Archives quotidiennes : 31-octobre-2014

La moitié du monde est un œil

J’ai toujours vu des cieux dans des yeux… Parfois des enfers. C’est probablement la plus belle empreinte que nous  a laissé la Vie. Cette Vie dans laquelle on « cherche » dieu.

La plupart des enfants ont les plus beaux yeux du monde. C’est comme si la lumière, comme l’énergie, ils en avaient trop. C’est comme si en arrivant de quelque part ils ont un bagage lumineux que l’on perd en vieillissant.

C’est probablement le plus beau livre que l’on peut lire dans sa vie: l’histoire d’un moment… La petite planète-bille insérée dans son orbite.

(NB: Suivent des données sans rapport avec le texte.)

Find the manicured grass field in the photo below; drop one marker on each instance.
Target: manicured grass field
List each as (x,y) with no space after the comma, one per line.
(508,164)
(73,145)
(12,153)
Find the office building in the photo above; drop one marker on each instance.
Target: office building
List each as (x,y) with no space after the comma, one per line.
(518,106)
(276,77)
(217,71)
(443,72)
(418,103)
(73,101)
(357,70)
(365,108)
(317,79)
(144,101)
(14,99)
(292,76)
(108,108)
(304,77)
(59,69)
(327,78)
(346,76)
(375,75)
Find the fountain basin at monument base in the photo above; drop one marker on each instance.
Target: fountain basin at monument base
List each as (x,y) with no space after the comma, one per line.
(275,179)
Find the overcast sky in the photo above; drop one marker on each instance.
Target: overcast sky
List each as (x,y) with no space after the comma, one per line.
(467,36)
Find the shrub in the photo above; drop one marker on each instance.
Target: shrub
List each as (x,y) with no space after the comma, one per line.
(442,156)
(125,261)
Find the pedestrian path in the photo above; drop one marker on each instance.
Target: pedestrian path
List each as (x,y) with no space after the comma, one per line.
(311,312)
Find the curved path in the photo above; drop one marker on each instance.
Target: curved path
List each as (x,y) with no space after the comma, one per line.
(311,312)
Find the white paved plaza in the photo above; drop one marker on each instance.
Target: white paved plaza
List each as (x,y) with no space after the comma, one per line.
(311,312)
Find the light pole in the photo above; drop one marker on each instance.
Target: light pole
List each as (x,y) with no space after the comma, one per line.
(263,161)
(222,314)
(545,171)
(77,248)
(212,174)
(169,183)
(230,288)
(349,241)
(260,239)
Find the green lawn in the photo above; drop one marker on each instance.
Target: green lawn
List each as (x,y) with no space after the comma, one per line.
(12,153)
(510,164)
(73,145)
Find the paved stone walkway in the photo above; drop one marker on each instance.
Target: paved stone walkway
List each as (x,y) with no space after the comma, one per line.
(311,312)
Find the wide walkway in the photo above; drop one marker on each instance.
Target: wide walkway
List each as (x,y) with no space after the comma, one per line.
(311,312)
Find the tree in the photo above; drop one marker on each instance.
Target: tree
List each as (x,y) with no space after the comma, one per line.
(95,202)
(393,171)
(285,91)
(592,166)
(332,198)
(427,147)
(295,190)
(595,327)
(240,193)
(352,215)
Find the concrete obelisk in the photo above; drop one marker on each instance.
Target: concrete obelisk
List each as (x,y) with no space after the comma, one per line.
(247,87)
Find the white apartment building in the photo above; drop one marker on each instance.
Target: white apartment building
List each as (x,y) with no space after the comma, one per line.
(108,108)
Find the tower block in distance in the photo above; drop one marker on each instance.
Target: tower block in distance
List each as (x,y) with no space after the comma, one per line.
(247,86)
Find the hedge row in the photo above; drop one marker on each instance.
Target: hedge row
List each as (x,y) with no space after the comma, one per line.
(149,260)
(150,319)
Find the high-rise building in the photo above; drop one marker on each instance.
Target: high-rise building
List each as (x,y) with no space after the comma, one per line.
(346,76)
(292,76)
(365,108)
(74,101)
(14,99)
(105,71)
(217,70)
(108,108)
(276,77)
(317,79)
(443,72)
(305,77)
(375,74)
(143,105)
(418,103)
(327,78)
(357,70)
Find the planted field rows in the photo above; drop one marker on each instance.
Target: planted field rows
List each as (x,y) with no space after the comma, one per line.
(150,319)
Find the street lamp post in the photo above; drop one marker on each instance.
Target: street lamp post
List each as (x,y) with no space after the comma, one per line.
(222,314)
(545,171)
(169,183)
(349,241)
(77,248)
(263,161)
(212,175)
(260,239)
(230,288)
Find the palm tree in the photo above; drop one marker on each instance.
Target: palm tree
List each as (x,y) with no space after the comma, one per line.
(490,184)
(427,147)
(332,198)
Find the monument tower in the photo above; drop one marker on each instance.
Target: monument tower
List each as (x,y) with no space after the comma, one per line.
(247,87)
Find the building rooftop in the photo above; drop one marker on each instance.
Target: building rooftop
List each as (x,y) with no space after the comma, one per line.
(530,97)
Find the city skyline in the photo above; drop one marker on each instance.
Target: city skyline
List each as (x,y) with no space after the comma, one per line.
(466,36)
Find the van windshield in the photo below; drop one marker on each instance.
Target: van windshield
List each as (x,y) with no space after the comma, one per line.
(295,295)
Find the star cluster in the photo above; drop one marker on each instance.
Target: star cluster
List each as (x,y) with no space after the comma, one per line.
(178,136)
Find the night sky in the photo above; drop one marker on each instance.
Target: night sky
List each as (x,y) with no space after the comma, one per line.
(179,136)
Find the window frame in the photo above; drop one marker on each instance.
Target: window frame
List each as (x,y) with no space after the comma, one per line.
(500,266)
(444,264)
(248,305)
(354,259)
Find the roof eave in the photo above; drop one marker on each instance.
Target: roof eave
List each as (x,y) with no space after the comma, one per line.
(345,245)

La palette irisée d’un peintre invisible parce qu’il en nous et que nous sommes des aveugles aux yeux de feu, éteints parfois par ladite culture des masses dans ces leitmotivs écrasants.

Des yeux Cendrillon

Quand ils s’endorment, ils se glissent une couverture de paupière toute légère. Ça les emmène dans des voyages fous, le cerveau part en voyage dans des rêves qui semblent désembrayés , délirants.  Au fond, ce doit être pour suppléer à ce cartésianisme quotidien, sorte de Sibérie de vie pour ceux-là qui ne sont pas fait pour l’engelure des quotidiens, mais bien simplement pour l’amour.

La poésie est une façon de rêver éveillé, de retracer, de sculpter la richesse et la créativité. C’est faire divaguer la beauté du monde pour remettre à l’endroit cette rectitude esclavagiste.

Le dortoir 

C’est bête à dire et à creuser: trop de ce régime soumis et cultivé au « bonheur » de l’avoir, à cette ère qui n’a qu’un seul mot pour vous rendre heureux – économie-, la vie devient un dortoir dans lequel la moitié du monde dort debout, ou ne sait plus rêver.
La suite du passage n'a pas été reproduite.